Earlier that week, FSD Africa and BFA presented research on ‘Refugees & Their Money’ to over 20 FSPs in Kigali – highlighting the business case for financial products focused towards refugees (you can find a short summary found here). Philip Kakuru, from Tigo, said ‘With the limited access of the refugees, there was little to know about them, but the sprint design opened our eyes’. These FSPs, along with any others, now have an opportunity to win one of our four £10,000 grants in our Innovation Competition – Financial Services for Refugees in Rwanda.

To read more about the wider FSDA approach to refugee finance, take a look at last month’s blog here.

Day One: Any ideas?

The next day, the five FSPs, chosen through an open competition, began the Financial Product Design Sprint. The FSPs were a diverse group representing MMOs, MNOs, MFI and banks: MobiCash, Equity Bank, Vision Fund, Tigo and Commercial Bank for Africa. This three-day event hoped to challenge misconceptions about refugees, their potential and FSPs to consider a refugee product seriously. The first day began with an in-depth presentation of BFA’s research and details regarding the structure of refugee camps. This was followed by product brainstorming with each FSP, before narrowing down to a select two or three ideas which were fleshed out.

Day Two: What are the financial lives of refugees?

On the second day, these FSPs were taken to Gihembe Refugee Camp, a camp with a population of around 12,000 refugees from DRC and located only an hour drive from Kigali. Here, each FSP had the opportunity to speak to at least two refugees and over the course of two hours get a better feel for their financial lives. For most, this was their first time interacting with refugees and particularly in a refugee camp. As one FSP noted ‘With this segment, there is a lot to offer and learn from them’. This was followed by further prototyping of the FSP’s idea and customising their product to the needs of refugees.

Day Three: Is this the right product for refugees?

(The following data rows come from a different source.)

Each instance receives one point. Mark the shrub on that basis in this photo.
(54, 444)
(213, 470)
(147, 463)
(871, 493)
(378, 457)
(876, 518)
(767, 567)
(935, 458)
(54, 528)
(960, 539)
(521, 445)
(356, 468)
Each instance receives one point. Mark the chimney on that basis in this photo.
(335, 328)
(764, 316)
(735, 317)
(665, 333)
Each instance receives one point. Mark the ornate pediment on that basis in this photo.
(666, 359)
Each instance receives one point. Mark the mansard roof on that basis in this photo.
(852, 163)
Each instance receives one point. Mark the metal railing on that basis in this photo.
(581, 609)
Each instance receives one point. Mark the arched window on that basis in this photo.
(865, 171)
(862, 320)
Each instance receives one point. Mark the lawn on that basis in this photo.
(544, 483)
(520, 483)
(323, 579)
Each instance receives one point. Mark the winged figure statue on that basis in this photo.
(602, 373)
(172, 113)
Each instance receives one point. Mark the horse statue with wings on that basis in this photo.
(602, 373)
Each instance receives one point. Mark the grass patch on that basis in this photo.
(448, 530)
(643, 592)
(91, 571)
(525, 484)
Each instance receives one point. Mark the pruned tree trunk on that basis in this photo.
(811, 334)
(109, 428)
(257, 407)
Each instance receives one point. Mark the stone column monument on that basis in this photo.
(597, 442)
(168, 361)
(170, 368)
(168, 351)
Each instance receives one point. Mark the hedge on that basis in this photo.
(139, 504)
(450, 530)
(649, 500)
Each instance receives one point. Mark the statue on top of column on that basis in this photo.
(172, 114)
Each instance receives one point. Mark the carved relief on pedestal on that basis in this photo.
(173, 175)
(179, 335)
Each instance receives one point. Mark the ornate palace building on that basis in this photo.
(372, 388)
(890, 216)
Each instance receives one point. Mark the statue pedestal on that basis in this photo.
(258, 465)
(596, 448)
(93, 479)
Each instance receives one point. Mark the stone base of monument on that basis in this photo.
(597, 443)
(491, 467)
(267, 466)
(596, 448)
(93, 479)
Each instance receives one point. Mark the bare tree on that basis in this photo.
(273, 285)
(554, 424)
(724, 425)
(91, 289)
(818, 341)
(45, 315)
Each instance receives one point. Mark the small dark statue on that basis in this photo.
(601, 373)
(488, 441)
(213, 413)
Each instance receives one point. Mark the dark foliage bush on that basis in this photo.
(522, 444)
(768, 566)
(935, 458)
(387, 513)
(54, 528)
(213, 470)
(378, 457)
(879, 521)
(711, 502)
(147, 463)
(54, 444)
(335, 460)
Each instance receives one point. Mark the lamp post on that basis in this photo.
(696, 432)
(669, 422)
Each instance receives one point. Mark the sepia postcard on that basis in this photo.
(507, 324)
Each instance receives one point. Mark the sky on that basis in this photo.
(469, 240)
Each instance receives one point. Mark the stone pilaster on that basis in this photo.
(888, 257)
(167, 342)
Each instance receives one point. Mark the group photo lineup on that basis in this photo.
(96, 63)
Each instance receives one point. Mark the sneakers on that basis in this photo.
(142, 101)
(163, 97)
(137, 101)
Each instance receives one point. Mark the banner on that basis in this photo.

The final day offered an opportunity to return to the camp and with initial prototypes, in the form of a drawing, poster or app, get direct customer feedback. This proved particularly helpful for many FSPs to refine their product. As Peter Kawumi, from FSD Uganda, said ‘Through the design sprint’s customer interaction iterations, misconceptions about the refugees’ technology literacy, economic independence and financial ambition were debunked.’
The first ‘Financial Product Design Sprint’ was well received by all FSPs and there is also potential for replication in Uganda, with FSD Uganda, and as Vishal Patel from the IFC said ‘helped inform IFC’s work in Kenya in Kakuma refugee camp and town.’
Learning from risk taking

Working with banks and beneficiaries in this way is new to FSD Africa. It builds on the FinDisrupt model, pioneered by our sister organistion – FSD Tanzania. We learned a lot, especially on the value of bringing the refugee voice into FSD Africa planning and FSP business casing. The type of discussion it generates, out of the office environment, created momentum that would otherwise never have been achieved.